This year’s lineup will showcase a number of films directed by women, including Mia Hansen-Løve’s enchanting character study Maya, Sophie Fillières’s charming and lightly fantastical When Margaux Meets Margaux, Rendez-Vous alum Valeria Bruni Tedeschi’s The Summer House, and two stories of female soldiers: Hélène Fillières’s Raising Colors and Eva Husson’s Girls of the Sun. The festival will also feature new work from Rendez-Vous favorites, including Bruno Dumont’s absurdist L’il Quinquin sequel Coincoin and the Extra-Humans and the ever-unpredictable Quentin Dupieux’s Keep an Eye Out!.

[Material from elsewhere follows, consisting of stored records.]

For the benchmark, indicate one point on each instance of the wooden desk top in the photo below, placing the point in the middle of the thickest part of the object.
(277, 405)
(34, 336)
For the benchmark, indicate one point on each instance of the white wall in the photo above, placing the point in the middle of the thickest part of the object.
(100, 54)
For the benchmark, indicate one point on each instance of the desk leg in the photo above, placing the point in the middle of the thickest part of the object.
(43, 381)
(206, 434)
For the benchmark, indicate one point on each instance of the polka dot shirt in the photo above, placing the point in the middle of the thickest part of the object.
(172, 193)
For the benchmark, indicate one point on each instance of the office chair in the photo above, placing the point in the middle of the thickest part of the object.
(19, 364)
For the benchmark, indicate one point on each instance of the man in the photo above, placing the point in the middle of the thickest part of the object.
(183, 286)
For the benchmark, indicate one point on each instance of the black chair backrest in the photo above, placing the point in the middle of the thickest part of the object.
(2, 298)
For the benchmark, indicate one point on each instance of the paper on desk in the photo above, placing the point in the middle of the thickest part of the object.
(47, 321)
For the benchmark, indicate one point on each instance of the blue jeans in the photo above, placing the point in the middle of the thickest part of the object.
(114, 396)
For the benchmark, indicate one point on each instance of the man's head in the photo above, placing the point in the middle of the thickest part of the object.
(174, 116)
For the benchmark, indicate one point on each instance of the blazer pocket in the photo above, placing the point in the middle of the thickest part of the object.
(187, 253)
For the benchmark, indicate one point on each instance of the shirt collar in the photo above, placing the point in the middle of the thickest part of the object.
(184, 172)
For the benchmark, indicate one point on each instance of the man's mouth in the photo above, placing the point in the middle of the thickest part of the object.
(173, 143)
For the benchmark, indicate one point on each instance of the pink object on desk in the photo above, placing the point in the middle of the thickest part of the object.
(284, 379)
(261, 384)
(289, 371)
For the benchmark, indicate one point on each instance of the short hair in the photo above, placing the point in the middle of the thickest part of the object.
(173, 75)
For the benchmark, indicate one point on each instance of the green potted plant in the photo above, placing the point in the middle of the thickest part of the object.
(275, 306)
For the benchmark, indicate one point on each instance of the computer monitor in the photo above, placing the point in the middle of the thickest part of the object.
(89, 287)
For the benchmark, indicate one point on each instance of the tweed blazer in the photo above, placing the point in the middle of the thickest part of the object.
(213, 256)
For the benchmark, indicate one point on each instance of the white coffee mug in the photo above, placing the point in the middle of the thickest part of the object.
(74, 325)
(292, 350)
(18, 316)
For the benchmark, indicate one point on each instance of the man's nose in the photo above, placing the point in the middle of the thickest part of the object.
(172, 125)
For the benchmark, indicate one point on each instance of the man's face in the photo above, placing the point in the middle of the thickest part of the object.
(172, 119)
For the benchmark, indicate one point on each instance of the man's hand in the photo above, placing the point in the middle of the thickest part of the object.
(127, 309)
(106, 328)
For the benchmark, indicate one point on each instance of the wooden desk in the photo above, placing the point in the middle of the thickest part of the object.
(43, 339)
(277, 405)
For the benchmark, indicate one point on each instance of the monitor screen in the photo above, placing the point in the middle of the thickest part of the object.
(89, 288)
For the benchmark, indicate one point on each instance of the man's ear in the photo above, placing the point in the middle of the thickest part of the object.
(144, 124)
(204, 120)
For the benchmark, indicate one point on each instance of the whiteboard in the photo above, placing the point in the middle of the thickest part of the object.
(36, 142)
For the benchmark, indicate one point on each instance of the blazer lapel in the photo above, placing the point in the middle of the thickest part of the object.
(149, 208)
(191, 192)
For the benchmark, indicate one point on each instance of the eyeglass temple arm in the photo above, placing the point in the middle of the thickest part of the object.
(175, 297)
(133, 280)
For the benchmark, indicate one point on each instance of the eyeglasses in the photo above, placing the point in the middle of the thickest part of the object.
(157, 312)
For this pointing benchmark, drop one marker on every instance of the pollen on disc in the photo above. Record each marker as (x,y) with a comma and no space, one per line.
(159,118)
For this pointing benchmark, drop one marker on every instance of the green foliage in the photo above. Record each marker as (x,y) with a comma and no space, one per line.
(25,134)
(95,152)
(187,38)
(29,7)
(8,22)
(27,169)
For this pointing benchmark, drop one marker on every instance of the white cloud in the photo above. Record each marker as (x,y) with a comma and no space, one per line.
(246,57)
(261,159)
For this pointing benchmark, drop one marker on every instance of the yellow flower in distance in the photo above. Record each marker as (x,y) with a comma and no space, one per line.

Additionally, Rendez-Vous with French Cinema will feature several directorial debuts, including Meteorites, Romain Laguna’s atmospheric story of a teenager’s exploratory and momentous summer of self-discovery; Whatever Happened to My Revolution, directed by and starring Judith Davis as an idealistic urban planner struggling to reconcile her radical activist values with her bourgeois relatives; and Sarah Marx’s The Truk, which evokes the Dardennes in its stinging portrayal of the bitter casualties of class disparity.

This year, Russell Banks will be UniFrance’s American ambassador for Rendez-Vous with French Cinema. A writer and poet known for his novels The Sweet Hereafter, Cloudsplitter, and Continental Drift, Banks will present a special screening of François Truffaut’s seminal French New Wave film The 400 Blows and participate in a free talk on French cinema with writer and filmmaker Bertrand Tavernier. Additional Rendez-Vous free talks will be announced in the coming weeks.

FILMS & DESCRIPTIONS

Opening Night
The Trouble with You / En liberté!
Pierre Salvadori, France, 2018, 108m
French with English subtitles
New York Premiere
A heartfelt performance from Adèle Haenel anchors the latest comic whirlwind from Pierre Salvadori, whose In the Courtyard played at Rendez-Vous in 2015. Haenel’s Yvonne is coping with the recent loss of her husband (Vincent Elbaz), a fellow police investigator and something of a folk hero in their small Riviera town. After she discovers that her partner’s golden reputation is totally fabricated, with one faux heist resulting in the jailing of an innocent jeweler (Pio Marmaï), Yvonne strives to salvage this man’s fate—and in the process tumbles through slapsticky fisticuffs and romantic intrigue. With supporting turns from Audrey Tautou and Damien Bonnard (Staying Vertical), this brilliantly written Cannes Directors’ Fortnight standout serves up a hilarious yet tender story of integrity and redemption. Nominated for nine César Awards including Best Film, Director, Screenplay, and all four acting categories.

Preceded by:
Les Indes galantes
Clément Cogitore, France, 2018, 5m
At the Paris Opera, members of three Krump street-dancing collectives collaborate to perform an excerpt from Jean-Philippe Rameau’s ballet in this electrifying short documentary from director Clément Cogitore and The Trouble with You renowned producer Philippe Martin.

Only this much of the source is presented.